È in questi momenti che prende forma la FOMO, Fear of Missing Out: la paura di restare indietro, di non essere nel posto giusto al momento giusto, di perdersi esperienze che sembrano fondamentali.
La FOMO non è soltanto un termine di tendenza, ma una condizione emotiva sempre più diffusa, soprattutto tra gli studenti universitari. In una fase della vita ricca di possibilità, ogni scelta comporta inevitabilmente una rinuncia: uscire la sera può significare rimandare lo studio, restare a casa può generare la sensazione di essersi persi un momento importante.
I social network, in questo senso, agiscono come una lente di ingrandimento: mostrano solo il lato migliore delle vite altrui, creando l’illusione che tutti stiano facendo sempre qualcosa di più interessante.
Ciò che emerge, però, è che la FOMO non riguarda tanto ciò che si fa davvero, quanto ciò che si pensa di dover fare: essere sempre presenti, sempre produttivi, sempre felici diventa una sorta di obbligo implicito. Questo meccanismo finisce per essere logorante, perché impone standard irrealistici e trasforma le esperienze in obiettivi da collezionare piuttosto che momenti da vivere.
Esiste anche un paradosso evidente: nel tentativo di non perdersi nulla, si rischia di non essere pienamente presenti in nulla. Si partecipa a una festa controllando continuamente il telefono o si segue una lezione pensando a ciò che accade altrove.

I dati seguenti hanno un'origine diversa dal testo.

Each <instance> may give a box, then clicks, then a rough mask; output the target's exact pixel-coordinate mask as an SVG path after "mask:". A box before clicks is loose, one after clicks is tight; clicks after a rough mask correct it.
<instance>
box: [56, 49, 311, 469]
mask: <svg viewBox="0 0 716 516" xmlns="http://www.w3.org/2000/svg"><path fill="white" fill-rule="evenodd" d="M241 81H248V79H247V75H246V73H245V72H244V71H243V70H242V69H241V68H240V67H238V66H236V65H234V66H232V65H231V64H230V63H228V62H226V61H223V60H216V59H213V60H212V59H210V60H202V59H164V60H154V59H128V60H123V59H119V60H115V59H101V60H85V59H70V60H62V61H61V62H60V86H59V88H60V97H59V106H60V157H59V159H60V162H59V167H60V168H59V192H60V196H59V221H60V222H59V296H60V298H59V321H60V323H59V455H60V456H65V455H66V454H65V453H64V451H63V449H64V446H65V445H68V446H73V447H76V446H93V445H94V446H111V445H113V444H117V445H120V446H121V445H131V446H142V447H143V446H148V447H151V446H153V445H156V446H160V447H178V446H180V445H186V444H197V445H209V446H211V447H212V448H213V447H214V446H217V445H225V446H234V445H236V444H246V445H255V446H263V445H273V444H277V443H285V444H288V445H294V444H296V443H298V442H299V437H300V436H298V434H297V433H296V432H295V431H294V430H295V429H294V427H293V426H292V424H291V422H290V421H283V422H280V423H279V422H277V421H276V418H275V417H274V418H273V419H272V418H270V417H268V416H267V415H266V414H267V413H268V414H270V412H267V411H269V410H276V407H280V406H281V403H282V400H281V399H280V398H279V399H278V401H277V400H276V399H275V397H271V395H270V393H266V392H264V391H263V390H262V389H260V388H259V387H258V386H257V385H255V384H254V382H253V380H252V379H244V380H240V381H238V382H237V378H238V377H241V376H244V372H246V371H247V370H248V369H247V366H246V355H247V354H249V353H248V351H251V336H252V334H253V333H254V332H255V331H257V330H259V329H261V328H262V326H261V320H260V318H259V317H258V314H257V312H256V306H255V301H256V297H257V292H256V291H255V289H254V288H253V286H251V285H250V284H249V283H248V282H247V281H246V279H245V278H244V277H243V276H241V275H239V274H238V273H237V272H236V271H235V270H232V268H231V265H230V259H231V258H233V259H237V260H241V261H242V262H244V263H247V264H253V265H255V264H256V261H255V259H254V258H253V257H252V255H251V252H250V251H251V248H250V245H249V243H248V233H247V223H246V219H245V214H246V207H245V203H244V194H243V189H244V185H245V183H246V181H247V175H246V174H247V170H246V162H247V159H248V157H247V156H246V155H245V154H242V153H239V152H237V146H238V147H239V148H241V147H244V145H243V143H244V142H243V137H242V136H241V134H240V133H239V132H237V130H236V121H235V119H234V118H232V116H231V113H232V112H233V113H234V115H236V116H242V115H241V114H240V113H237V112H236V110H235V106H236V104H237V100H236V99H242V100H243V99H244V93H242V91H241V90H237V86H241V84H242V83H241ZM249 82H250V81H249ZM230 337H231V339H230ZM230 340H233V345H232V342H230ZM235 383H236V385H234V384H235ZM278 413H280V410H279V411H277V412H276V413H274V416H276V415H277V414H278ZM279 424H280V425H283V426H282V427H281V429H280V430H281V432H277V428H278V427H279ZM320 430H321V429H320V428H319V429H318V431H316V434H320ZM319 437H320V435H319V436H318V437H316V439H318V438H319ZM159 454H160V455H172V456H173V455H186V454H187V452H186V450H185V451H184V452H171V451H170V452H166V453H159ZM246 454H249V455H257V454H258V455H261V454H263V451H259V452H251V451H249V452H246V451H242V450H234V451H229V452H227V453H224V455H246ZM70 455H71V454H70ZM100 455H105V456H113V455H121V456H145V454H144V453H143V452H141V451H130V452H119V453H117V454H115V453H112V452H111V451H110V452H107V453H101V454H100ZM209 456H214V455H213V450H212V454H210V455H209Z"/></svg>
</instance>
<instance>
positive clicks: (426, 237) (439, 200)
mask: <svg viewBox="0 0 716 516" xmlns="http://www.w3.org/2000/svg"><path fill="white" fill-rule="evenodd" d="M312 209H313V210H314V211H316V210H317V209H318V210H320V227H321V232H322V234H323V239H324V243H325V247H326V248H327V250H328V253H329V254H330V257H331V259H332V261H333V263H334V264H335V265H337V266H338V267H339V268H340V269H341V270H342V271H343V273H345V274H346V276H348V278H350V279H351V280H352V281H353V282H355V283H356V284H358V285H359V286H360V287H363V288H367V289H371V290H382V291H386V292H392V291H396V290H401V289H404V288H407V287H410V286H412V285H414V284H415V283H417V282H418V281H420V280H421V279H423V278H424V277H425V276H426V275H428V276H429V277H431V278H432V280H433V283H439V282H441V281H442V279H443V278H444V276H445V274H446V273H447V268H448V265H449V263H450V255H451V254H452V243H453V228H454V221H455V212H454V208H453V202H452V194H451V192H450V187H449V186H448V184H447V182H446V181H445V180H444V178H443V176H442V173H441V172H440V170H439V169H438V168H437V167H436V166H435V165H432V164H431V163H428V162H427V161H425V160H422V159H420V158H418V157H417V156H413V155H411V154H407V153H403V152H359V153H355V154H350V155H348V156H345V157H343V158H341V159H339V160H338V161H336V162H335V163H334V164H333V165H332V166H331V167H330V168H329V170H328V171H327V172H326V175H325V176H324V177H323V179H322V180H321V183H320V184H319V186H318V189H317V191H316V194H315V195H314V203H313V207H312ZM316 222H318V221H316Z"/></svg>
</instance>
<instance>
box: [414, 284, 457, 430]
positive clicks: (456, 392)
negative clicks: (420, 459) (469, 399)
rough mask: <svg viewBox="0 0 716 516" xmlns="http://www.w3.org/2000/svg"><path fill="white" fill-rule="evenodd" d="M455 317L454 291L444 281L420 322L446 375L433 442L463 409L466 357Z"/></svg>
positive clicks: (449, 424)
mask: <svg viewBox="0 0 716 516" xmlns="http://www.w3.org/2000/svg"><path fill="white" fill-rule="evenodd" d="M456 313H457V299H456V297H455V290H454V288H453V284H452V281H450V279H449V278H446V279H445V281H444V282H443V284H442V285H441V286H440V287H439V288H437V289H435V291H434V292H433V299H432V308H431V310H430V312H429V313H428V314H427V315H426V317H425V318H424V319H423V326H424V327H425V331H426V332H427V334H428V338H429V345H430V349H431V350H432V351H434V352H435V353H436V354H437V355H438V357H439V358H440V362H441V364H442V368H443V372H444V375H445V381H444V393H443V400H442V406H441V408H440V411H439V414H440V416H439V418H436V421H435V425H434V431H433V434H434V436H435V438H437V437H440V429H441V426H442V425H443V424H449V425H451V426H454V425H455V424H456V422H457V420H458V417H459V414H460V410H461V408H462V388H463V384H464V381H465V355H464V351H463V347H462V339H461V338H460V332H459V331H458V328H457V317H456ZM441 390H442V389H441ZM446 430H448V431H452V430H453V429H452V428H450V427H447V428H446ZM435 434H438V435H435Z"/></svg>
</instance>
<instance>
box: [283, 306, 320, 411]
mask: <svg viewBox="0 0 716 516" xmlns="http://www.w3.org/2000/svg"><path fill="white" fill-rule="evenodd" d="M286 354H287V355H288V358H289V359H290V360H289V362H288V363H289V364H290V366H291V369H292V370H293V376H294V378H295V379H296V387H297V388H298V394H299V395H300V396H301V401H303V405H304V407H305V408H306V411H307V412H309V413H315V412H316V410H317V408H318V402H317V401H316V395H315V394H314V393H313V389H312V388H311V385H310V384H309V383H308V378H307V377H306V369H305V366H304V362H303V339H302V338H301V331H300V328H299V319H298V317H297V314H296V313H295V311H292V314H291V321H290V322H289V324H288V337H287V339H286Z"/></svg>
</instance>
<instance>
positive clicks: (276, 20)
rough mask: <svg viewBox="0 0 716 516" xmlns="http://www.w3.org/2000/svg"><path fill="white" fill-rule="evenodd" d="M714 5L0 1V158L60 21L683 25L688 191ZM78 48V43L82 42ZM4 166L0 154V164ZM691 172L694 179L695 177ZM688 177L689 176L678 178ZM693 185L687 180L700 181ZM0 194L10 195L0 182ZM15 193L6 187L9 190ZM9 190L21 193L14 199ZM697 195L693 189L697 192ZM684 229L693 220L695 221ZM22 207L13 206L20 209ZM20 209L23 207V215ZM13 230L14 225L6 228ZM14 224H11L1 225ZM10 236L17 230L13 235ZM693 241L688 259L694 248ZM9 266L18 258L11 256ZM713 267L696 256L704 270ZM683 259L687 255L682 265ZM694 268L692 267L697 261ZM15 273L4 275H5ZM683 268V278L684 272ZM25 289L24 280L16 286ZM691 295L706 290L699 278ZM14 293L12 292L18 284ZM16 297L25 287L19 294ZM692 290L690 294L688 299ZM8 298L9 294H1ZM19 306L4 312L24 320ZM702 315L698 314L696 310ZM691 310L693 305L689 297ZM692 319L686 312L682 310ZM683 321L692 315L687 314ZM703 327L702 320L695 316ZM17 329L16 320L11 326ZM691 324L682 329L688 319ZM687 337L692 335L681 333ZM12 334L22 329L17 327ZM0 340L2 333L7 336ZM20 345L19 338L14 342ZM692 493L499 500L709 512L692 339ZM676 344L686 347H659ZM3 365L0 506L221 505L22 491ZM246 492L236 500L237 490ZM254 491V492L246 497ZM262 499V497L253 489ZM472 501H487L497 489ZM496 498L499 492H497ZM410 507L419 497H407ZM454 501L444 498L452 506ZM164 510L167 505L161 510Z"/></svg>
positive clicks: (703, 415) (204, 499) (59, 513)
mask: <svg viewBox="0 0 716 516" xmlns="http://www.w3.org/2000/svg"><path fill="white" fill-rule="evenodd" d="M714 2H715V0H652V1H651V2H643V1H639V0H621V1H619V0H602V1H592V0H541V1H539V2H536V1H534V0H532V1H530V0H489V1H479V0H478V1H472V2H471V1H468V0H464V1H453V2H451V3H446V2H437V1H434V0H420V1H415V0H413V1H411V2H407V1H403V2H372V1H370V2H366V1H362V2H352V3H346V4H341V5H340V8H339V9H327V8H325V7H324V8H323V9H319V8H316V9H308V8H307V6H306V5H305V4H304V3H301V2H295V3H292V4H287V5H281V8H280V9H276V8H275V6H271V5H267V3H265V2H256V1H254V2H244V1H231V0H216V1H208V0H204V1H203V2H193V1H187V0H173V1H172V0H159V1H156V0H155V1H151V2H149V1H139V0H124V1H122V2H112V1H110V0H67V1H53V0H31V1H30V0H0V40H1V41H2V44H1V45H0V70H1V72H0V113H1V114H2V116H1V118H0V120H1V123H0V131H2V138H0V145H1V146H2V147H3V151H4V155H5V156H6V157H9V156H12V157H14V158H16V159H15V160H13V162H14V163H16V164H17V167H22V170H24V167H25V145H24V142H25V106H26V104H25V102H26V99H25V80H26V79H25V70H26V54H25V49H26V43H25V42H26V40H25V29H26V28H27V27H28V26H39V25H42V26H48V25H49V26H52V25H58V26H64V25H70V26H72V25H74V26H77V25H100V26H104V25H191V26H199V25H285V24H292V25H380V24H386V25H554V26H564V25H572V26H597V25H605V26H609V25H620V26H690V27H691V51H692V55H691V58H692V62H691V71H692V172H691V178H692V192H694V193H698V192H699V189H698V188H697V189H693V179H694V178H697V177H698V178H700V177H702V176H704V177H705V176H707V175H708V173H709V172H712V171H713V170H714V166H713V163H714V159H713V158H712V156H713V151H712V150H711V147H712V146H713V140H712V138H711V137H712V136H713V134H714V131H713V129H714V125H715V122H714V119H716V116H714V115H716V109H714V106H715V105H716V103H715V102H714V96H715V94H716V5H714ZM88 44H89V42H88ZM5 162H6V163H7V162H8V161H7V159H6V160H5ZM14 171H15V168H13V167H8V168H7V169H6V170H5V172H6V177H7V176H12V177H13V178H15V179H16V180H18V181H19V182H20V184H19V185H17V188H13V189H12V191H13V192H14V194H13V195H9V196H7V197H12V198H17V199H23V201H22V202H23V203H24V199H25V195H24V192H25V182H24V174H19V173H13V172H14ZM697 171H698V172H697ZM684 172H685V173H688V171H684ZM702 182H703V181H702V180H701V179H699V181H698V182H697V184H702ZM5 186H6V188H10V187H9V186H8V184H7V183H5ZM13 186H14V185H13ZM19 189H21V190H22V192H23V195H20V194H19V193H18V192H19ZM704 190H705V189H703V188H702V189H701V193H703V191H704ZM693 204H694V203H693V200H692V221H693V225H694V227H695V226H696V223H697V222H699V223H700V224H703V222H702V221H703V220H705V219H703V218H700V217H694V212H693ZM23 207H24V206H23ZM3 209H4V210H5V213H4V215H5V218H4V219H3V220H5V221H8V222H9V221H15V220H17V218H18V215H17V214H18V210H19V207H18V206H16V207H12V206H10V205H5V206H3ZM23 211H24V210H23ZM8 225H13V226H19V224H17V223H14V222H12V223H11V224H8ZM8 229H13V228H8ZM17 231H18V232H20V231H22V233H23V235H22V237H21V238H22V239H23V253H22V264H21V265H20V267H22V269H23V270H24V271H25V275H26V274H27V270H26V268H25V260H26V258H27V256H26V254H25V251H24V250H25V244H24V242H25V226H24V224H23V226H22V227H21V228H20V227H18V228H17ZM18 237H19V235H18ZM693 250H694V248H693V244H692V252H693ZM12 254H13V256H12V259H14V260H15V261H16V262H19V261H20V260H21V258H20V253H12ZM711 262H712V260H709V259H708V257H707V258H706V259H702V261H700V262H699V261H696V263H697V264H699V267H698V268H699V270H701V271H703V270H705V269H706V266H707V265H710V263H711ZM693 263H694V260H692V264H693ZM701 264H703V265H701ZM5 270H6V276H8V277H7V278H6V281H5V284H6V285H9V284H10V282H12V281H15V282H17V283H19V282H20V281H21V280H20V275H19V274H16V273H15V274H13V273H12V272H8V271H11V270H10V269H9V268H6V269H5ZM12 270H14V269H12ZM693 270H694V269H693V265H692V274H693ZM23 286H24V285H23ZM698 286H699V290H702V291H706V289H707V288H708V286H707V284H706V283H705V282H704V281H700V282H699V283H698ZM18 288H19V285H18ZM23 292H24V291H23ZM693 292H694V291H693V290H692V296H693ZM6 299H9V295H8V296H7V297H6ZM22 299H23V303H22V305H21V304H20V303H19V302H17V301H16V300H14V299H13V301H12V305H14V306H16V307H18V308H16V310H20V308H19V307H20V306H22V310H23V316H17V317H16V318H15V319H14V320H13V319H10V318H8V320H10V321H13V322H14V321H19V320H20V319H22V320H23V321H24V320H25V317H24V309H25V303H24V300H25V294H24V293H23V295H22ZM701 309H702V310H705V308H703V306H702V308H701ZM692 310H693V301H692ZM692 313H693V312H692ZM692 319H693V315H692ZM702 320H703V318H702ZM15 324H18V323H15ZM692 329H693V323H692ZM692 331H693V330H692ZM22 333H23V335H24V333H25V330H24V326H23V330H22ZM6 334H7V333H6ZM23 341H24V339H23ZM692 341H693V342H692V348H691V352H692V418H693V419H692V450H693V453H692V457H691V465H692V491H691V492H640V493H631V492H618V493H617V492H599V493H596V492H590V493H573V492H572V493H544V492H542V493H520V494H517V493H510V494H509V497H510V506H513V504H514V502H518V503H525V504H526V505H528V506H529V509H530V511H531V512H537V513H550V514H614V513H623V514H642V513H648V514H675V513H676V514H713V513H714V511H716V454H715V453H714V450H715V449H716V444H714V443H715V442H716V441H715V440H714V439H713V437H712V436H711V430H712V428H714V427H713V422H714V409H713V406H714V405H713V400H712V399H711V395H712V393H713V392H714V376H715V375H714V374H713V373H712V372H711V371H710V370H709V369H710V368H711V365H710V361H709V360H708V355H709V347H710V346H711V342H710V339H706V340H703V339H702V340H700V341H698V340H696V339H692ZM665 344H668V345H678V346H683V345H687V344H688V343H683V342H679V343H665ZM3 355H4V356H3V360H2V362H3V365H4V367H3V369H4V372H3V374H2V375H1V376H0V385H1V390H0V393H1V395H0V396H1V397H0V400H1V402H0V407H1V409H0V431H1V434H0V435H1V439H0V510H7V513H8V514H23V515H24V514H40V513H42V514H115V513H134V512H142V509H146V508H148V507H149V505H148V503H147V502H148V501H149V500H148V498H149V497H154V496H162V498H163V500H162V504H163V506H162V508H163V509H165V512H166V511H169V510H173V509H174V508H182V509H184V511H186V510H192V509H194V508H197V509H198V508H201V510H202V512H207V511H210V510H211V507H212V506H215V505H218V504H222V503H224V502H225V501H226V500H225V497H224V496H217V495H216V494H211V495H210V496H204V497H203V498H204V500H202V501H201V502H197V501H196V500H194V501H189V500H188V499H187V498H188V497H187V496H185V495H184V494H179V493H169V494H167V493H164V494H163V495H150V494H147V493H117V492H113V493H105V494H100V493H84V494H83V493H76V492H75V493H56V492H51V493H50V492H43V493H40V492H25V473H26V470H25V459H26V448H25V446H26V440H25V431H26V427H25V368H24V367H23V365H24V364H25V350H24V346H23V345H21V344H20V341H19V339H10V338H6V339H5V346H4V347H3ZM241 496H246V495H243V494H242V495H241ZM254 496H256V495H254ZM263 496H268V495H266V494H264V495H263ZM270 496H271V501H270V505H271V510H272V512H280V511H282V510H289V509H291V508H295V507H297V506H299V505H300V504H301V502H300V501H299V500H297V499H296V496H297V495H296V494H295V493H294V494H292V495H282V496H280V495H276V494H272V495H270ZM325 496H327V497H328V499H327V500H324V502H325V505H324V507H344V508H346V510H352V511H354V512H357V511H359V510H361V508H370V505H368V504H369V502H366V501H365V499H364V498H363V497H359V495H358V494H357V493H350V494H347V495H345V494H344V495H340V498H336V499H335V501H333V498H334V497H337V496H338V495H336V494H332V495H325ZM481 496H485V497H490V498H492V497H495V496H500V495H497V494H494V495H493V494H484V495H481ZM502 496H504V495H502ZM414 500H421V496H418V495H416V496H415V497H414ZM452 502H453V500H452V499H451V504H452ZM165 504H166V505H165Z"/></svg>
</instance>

È come vivere costantemente con la sensazione di dover essere da un’altra parte. Accettare che non tutto può essere vissuto è forse uno degli aspetti più difficili della contemporaneità, soprattutto in una società che invita costantemente a essere ovunque e sempre.
Eppure, imparare a convivere con l’idea di perdere qualcosa può diventare un atto di consapevolezza: non tutte le occasioni mancate sono fallimenti, così come non tutte le esperienze condivise online sono davvero così imprescindibili.
Forse il primo passo per ridimensionare la FOMO è smettere di misurare la propria vita in base a ciò che fanno gli altri e iniziare a dare valore a ciò che si sceglie di vivere, anche quando non finisce in una storia da quindici secondi.